The light sources may include traditional halogen or xenon based light bulbs. However, industry has slowly moved to light emitting diode (LED) based light sources that consume less energy. The LED based light sources provided a sufficient amount of light and are more efficient.
Some manufacturing facilities may operate in a hazardous environment. As a result, light sources that are installed in these hazardous environments may have more requirements than a light source installed outdoors or in non-hazardous environments.
In one embodiment, the present disclosure provides a light fixture mount. In one embodiment, the light fixture mount comprises a first end to receive a light fixture, a cap coupled to the light fixture that is coupled to the first coupling end to form a first seal, and a second end to receive a collar that is coupled to a mounting member, wherein the collar comprises a sealed wire pass-through and a second seal is formed between the second end and the collar.
In another embodiment, the present disclosure provides a light fixture mount. In one embodiment, the light fixture mount comprises a first piece and a second piece. The first piece comprises a first end to receive a light fixture, a cap coupled to the light fixture and coupled to the first end to form a first seal that seals a wiring connection between the light fixture and a power source from a hazardous environment, and a second end. The second piece comprises a first end that is coupled to a mounting member and a second end that comprises a sealed wire pass-through, wherein the second end is coupled to the second end of the first piece to form a second seal.
In one embodiment, the present disclosure provides a mounting system for a hazardous location light fixture. The mounting system comprises a slip fitter base and a collar. The slip fitter base comprises a knuckle end that is coupled to a corresponding end of the hazardous location light fixture, wherein wiring of the hazardous location light fixture and a power source is connected in the knuckle end, a cap coupled to the knuckle end to form a first seal, and a bottom end. The collar comprises a pole receiving end that is coupled to a pole and a slip fitter base receiving end that is coupled to the bottom end of the slip fitter base to form a second seal, wherein the slip fitter base receiving end comprises a sealed wire-pass through.
The teaching of the present disclosure can be readily understood by considering the following detailed description in conjunction with the accompanying drawings, in which:
To facilitate understanding, identical reference numerals have been used, where possible, to designate identical elements that are common to the figures.
As discussed above, some manufacturing facilities may operate in a hazardous environment. These hazardous locations may generate harmful fumes and gases that may be ignitable. Light sources installed in these environments may require certain precautions to prevent explosions caused by sparks that could ignite the fumes or gases.
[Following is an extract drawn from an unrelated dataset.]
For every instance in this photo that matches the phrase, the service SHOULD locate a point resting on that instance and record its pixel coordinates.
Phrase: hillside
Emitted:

Currently, wired light fixtures are mounted on poles or conduits that do not properly seal the connection between the wires from the conduit to the wires in the light fixture. For example, a single piece slip fitter base may be used that attempts to seal the connections between the wires, but does not seal the conduit and the single piece slip fitter base. For example, gases and fumes could still leak into the slip fitter base from below the single piece slip fitter base, down the conduit and back up into the single piece slip fitter base.
Embodiments of the present disclosure provide a light fixture mount for light fixtures in a hazardous location. For example, the apparatus has a seal between the apparatus and the conduit to prevent fumes or gases from entering a slip fitter base from a bottom of the apparatus. The present disclosure provides a two piece design that provides a true seal for mounting light fixtures in a hazardous location. In addition, the apparatus may include a slip fitting that allows for an adjustable movement of the light fixture after being mounted.
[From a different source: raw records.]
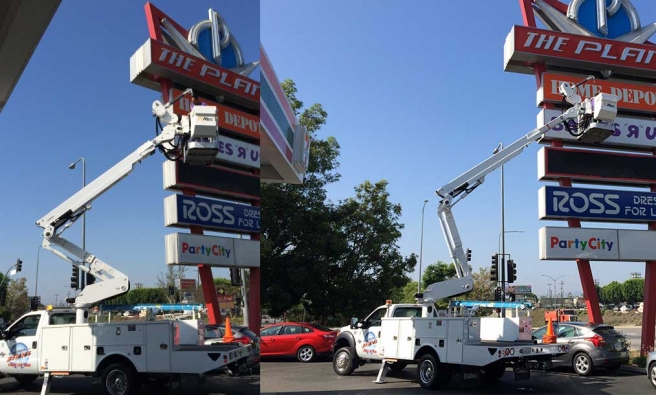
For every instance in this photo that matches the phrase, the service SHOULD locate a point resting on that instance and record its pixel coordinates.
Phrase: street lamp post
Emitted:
(84, 215)
(36, 282)
(421, 245)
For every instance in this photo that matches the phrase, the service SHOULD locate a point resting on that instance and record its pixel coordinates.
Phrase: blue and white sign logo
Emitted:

In one embodiment, the light fixture mount 100 may include a first piece or a slip fitter base 102 and a second piece or a collar 104. In other words, the light fixture mount 100 of the present disclosure provides a two piece construction rather than previous light fixture mounts that provided a single piece construction. As a result, the light fixture mount 100 provides a superior seal at multiple points, as discussed below, as opposed to the inadequate sealing between the previous light fixture mount and a pipe, pole, or conduit that the previous light fixture mount was coupled to.
In one embodiment, the slip fitter base 102 and the collar 104 may be fabricated from a metal (e.g., steel, cast iron, and the like). However, it should be noted that the slip fitter base 102 and the collar 104 may be fabricated from any type of material (e.g., polymers and plastics) that are strong enough to support the weight of the light fixture 106.
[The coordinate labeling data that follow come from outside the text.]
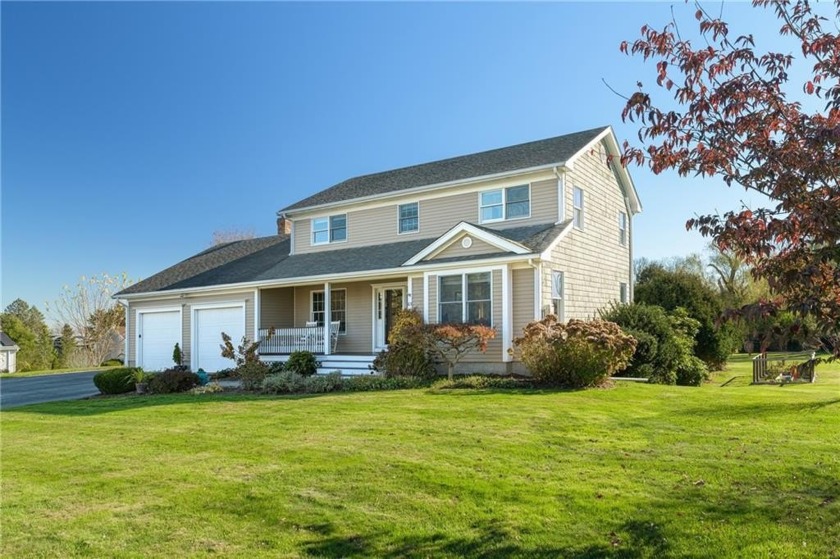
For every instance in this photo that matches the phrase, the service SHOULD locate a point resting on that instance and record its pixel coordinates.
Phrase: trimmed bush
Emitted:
(115, 381)
(285, 382)
(483, 382)
(578, 354)
(252, 374)
(302, 363)
(375, 382)
(407, 355)
(171, 381)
In one example, the collar 104 may be coupled to a mounting member (discussed below). The slip fitter base 102 may then be coupled to the collar 104. The light fixture 106 may be coupled to the slip fitter base 102. The light fixture 106 may be aimed (e.g., a direction along a horizontal or 360 degrees around a vertical axis) and angled (e.g., a vertical direction or 360 degrees around a horizontal axis) and the collar may be tightened to the mounting member.
In one embodiment, and discussed in further detail below, the light fixture mount 100 of the present disclosure provides a seal between the collar 104 and the mounting member. As a result, the light fixture mount 100 provides an additional seal to ensure that harmful gases and vapors cannot move up the collar, down into the mounting member, and then back up into the light fixture mount 100 where electrical wires are connected.
In contrast, previous light fixture mounts for hazardous locations only provided a seal where the electrical wires are located, but did not provide a seal between the mounting member and the previous light fixture mounts. As a result, vapors and gases could still enter the location where the electrical wires were located, which could lead to a fire or explosion.
The first end 110 may also be referred to as a knuckle end that includes a slip fitter coupling 138. The slip fitter coupling 138 may have a circular shape and include teeth around a perimeter of the first end 110. The slip fitter coupling 138 may mate with a corresponding slip fitter coupling 140 of the light fixture 106 to form a seal. The corresponding slip fitter coupling 140 may also have a circular shape and include teeth around a perimeter.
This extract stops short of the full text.